Vietnam or Thailand ? Vote for the TOP Country of the Week !
Updated: May 13, 2025
Such are the Mahayanist version of the Mahâparinirvâṇa recounting the death and burial of the Buddha and the Mahâsannipâta-sûtra, which apparently includes the Sûryagarbha and Candragarbha sutras. All these works were translated into Chinese about 420 A.D. and must therefore be of respectable antiquity. Besides the sutras, there are many compositions styled Avadânas or pious legends.
This silence makes it primâ facie probable that he lived either before or after Pan Ch'ao's career. But this unfortunately proves nothing except that Kanishka cannot have been very late. The work is not a scripture for whose recognition some lapse of time must be postulated. But he also states that it was after the Council that Mahayanist texts began to appear. Sut. Majj.
The former is a compendium of doctrine illustrated by quotations from what the author regarded as scripture. He cites about a hundred Mahayanist sutras, refers to the Vinaya and Divyâvadâna but not apparently to the Abhidharma. He mentions no Tantras and not many Dhâraṇîs.

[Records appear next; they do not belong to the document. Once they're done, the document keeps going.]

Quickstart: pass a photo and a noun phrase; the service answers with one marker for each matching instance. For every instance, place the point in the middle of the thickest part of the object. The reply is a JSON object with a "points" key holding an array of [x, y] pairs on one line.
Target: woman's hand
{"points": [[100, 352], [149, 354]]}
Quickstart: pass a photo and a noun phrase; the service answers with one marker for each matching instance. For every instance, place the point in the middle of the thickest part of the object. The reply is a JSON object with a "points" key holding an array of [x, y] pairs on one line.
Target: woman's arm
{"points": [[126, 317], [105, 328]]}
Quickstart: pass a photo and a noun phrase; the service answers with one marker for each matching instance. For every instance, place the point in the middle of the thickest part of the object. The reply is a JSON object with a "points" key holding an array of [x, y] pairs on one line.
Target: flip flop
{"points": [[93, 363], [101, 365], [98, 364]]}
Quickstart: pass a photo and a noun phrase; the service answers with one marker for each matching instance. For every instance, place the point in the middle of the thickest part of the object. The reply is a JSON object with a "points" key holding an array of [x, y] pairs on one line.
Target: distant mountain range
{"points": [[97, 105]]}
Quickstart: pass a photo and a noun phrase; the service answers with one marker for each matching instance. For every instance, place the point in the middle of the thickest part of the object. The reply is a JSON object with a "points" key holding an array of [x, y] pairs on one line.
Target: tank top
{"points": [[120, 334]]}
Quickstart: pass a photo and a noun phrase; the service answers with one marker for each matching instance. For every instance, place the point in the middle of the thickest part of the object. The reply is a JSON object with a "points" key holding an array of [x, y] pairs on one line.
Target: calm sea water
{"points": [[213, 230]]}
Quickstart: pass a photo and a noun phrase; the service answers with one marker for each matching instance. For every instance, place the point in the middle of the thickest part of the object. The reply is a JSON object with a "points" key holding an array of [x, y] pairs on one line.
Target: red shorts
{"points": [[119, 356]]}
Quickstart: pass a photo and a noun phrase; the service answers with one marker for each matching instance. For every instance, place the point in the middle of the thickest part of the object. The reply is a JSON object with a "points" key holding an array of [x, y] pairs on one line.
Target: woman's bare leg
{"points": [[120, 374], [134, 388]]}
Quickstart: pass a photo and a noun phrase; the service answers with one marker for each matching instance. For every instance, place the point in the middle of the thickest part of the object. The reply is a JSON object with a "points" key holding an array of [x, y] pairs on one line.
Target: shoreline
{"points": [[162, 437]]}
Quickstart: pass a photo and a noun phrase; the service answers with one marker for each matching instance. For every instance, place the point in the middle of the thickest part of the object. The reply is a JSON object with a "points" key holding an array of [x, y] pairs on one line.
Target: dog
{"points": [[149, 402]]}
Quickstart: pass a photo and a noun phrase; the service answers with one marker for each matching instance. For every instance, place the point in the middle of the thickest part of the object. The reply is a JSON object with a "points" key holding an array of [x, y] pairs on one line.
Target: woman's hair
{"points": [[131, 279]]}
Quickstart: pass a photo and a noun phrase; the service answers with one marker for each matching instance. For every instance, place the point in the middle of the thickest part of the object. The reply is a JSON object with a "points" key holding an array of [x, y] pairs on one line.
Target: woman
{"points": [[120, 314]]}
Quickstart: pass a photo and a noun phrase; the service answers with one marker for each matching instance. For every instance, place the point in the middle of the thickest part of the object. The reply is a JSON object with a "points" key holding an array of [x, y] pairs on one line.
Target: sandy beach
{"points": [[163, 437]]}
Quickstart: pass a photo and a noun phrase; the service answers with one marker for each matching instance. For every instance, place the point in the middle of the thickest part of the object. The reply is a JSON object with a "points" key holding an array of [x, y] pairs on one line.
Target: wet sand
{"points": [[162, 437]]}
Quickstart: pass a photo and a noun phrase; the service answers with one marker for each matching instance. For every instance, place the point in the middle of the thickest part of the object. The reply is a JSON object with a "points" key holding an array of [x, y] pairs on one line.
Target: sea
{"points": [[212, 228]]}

The Diamond Cutter is one of the best known of these transcendental treatises and the two short works called Heart of the Prajñâ-pâramitâ, which are widely read in Japan, appear to be brief abstracts of the essence of this teaching. The Saddharma-Puṇḍarîka, or Lotus of the Good Law, is one of the best known Mahayanist sutras and is highly esteemed in China and Japan.
The Tibetan historian Târanâtha is not of much help, for his chronology is most confused, but still he definitely connects the appearance of Mahayanist texts with the reign of Kanishka and the period immediately following it and regards them as a new phenomenon. Greater assistance is furnished by the Chinese translators, whose dates are known with some exactitude.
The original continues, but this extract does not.